"Estão a pedir-nos para retomar as negociações, estão a pedir encontros presenciais, mas não negociamos com terroristas", disse Putin, questionado sobre as declarações de Volodymyr Zelensky, que alertou a aviação civil para os riscos no espaço aéreo russo, sublinhando que não era esse o alvo.
"Se isto foi dito em voz alta, é simplesmente uma declaração de terrorismo de Estado", afirmou Putin, em conferência de imprensa transmitida pela agência de notícias russa TASS.
Antes, Zelensky, alertou no seu discurso diário, dirigindo-se "às companhias aéreas que utilizam o espaço aéreo russo, todas as seguradoras e todos aqueles que ainda servem os principais aeroportos russos", que os céus russos estão "a tornar-se extremamente perigosos".
Embora não seja um alvo "em si", a aviação civil "não tem lugar em céus infestados por drones", adiantou.
"A Ucrânia não quer que se percam vidas inocentes. É por isso que estamos a alertar os nossos parceiros: os dias de espaço aéreo seguro na Rússia acabaram", continuou.
Esta, defendeu, é uma resposta "justa" ao "desejo da Rússia de prolongar a guerra e intensificar a escala dos ataques".
"O espaço aéreo sobre a Rússia é atualmente para drones. Não para a aviação civil. Enquanto a guerra continuar", insistiu.
O tráfego aéreo de e para os aeroportos russos é regularmente interrompido pela aproximação de drones ucranianos, cujo número tem aumentado nos últimos meses.

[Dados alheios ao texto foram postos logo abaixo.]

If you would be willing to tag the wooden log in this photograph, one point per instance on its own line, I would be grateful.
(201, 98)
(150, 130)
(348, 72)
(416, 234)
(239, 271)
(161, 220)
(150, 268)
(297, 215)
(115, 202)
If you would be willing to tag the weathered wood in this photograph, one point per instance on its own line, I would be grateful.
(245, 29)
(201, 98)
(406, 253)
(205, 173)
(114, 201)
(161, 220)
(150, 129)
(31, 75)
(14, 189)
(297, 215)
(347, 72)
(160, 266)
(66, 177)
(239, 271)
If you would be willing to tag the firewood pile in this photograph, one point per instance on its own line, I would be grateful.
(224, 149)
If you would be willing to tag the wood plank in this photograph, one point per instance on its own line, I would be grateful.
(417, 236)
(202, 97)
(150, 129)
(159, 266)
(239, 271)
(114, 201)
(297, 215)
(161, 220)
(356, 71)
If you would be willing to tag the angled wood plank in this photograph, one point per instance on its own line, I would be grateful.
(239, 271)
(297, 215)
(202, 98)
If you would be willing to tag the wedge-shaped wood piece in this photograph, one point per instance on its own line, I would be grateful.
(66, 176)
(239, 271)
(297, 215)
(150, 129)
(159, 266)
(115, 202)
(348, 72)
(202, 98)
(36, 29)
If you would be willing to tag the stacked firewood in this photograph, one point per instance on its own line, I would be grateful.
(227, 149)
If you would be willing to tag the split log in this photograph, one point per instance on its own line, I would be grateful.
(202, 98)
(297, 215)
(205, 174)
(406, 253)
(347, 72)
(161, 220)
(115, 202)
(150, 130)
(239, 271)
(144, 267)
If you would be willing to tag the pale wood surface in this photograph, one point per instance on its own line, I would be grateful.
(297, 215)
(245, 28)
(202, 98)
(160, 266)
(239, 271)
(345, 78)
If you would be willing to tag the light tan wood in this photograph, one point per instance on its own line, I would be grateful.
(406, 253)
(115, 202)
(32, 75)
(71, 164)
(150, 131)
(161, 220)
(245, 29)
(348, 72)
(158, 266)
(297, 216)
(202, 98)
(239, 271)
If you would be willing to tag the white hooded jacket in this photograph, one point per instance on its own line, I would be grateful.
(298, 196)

A Ucrânia, afirmou Zelensky, responderá favoravelmente aos pedidos dos seus parceiros para não interromper os voos de e para a Rússia "em horários específicos e para destinos específicos", no "espírito da diplomacia e das negociações".
Mais de quatro anos e meio após o início da invasão russa da Ucrânia, a Rússia tem atacado Kiev de forma praticamente ininterrupta desde quinta-feira, sobretudo com drones, numa campanha de bombardeamentos dirigida principalmente contra armazéns de supermercados e outras empresas dedicadas ao comércio a retalho.
Pelo menos 12 pessoas morreram hoje em Kiev e arredores, num novo ataque da Rússia com mísseis balísticos e drones contra a região da capital, disse o Serviço de Emergências da Ucrânia.
Seis das vítimas mortais conhecidas até ao momento são trabalhadores da ferroviária pública ucraniana, Ukrzaliznytsia, foi anunciado pela própria empresa. O ataque russo desta madrugada teve as infraestruturas ferroviárias entre os principais alvos.
Outras três pessoas morreram em ataques a infraestruturas industriais e a um posto de abastecimento na localidade de Borispil, perto de Kiev.
Vários edifícios residenciais sofreram danos devido à queda de drones ou mísseis russos na região.
O ministro dos Negócios Estrangeiros da Ucrânia, Andri Sibiga, escreveu na rede social X que o novo ataque contra Kiev demonstra que, ao de Volodymyr Zelensky, que propôs um cessar-fogo e solicitou uma reunião entre os presidentes para discutir o fim da guerra, o líder do Kremlin, Vladimir Putin, não está interessado na paz.
Sibiga apelou para que se intensifique a pressão sobre a Rússia com a aprovação, pelo parlamento dos EUA, de uma lei promovida, entre outros, pelo falecido senador republicano próximo do líder norte-americano Donald Trump, Lindsey Graham, que conferiria poderes adicionais ao Presidente para impor sanções secundárias sob a forma de direitos aduaneiros a quem continuar a financiar o esforço de guerra russo através da compra de petróleo.
O chefe da diplomacia ucraniana apelou também a novas sanções internacionais que afetem a capacidade da Rússia de continuar a produzir mísseis balísticos e instou os parceiros a destinarem os ativos russos congelados, sobretudo na União Europeia, à ajuda à Ucrânia.
A Rússia invadiu a Ucrânia a 24 de fevereiro de 2022, com o argumento de proteger as minorias separatistas pró-russas no leste e «desnazificar» o país vizinho, independente desde 1991 - após a desagregação da antiga União Soviética - e que tem vindo a afastar-se do espaço de influência de Moscovo e a aproximar-se da Europa e do Ocidente.
No plano diplomático, a Rússia rejeitou até agora qualquer cessar-fogo prolongado e exige, para pôr fim ao conflito, que a Ucrânia lhe ceda pelo menos quatro regiões - Donetsk, Lugansk, Kherson e Zaporijia - além da península da Crimeia, anexada em 2014, e renuncie para sempre a aderir à NATO (Organização do Tratado do Atlântico-Norte, bloco de defesa ocidental).